Due to the limitation of copper production capacity, the growth of refined copper production in 2011 will only be about 1%, while the increase in copper consumption will be above 3%. Therefore, there will be a supply gap of 400,000 tons to 500,000 tons in 2011. It is worth noting that in the beginning of December, the LME copper market experienced a surge in water, and the spot once reached 60 US dollars. It is reported that 50% to 80% of LME copper stocks are controlled by a company. According to the latest news, the company is JP Morgan Chase, recalling that in mid-October, including JP Morgan Chase, there were three investment banks or applications to establish a colored ETF, and future copper. Supply will be more intense due to investment demand.

Returning to the domestic point of view, China’s copper has an external dependence of more than 70%. From the perspective of this year’s imports, China’s imports of refined copper have decreased by 10%, and imports of scrap copper have only increased by 8.6%. The actual situation of the industry’s understanding is declining. The import growth of concentrates was only 5.9%, far below the 18% last year. It can be seen that China's imports this year are limited, mainly in stockpiling.

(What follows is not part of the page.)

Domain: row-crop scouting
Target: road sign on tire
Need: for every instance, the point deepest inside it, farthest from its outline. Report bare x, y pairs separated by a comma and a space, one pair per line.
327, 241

From the perspective of consumption, the national “12th Five-Year Plan” shows that domestic consumption will continue to grow. This includes the State Grid’s investment of 2 trillion yuan, an average of 400 billion yuan per year, which is much higher than the investment plan of 2270 yuan this year; China is currently The 10,000-km high-speed railway will be built, and the “Twelfth Five-Year Plan” will increase 40,000 kilometers; the capacity of the “Twelfth Five-Year” automobile will double; the number of affordable housing will reach 10 million in 2011, an increase of 78%, and will double every year thereafter.

However, since September, China’s import environment has been deteriorating. The current import loss has exceeded 400 billion yuan. The extremely harsh environment makes it difficult for imports to proceed. Domestic traders are rarely priced, so if domestic stocks are digested in the future, then China’s compensation will be insufficient. The library will provide support for copper prices.

To sum up, China's control of inflation will take into account stable economic growth. The developed countries are still increasing liquidity. With the support of fundamentals, the rising trend of copper has not changed. It is particularly worth noting that under the forecast of the shortage of fundamentals in 2011, the introduction of the non-ferrous metal ETF is increasing the degree of copper tension in 2011, which has become a direct driving force for copper prices to hit new highs at the end of the year. In this context, I believe that the upward trend of copper prices is still difficult to change, and copper will remain the main investment target in the future.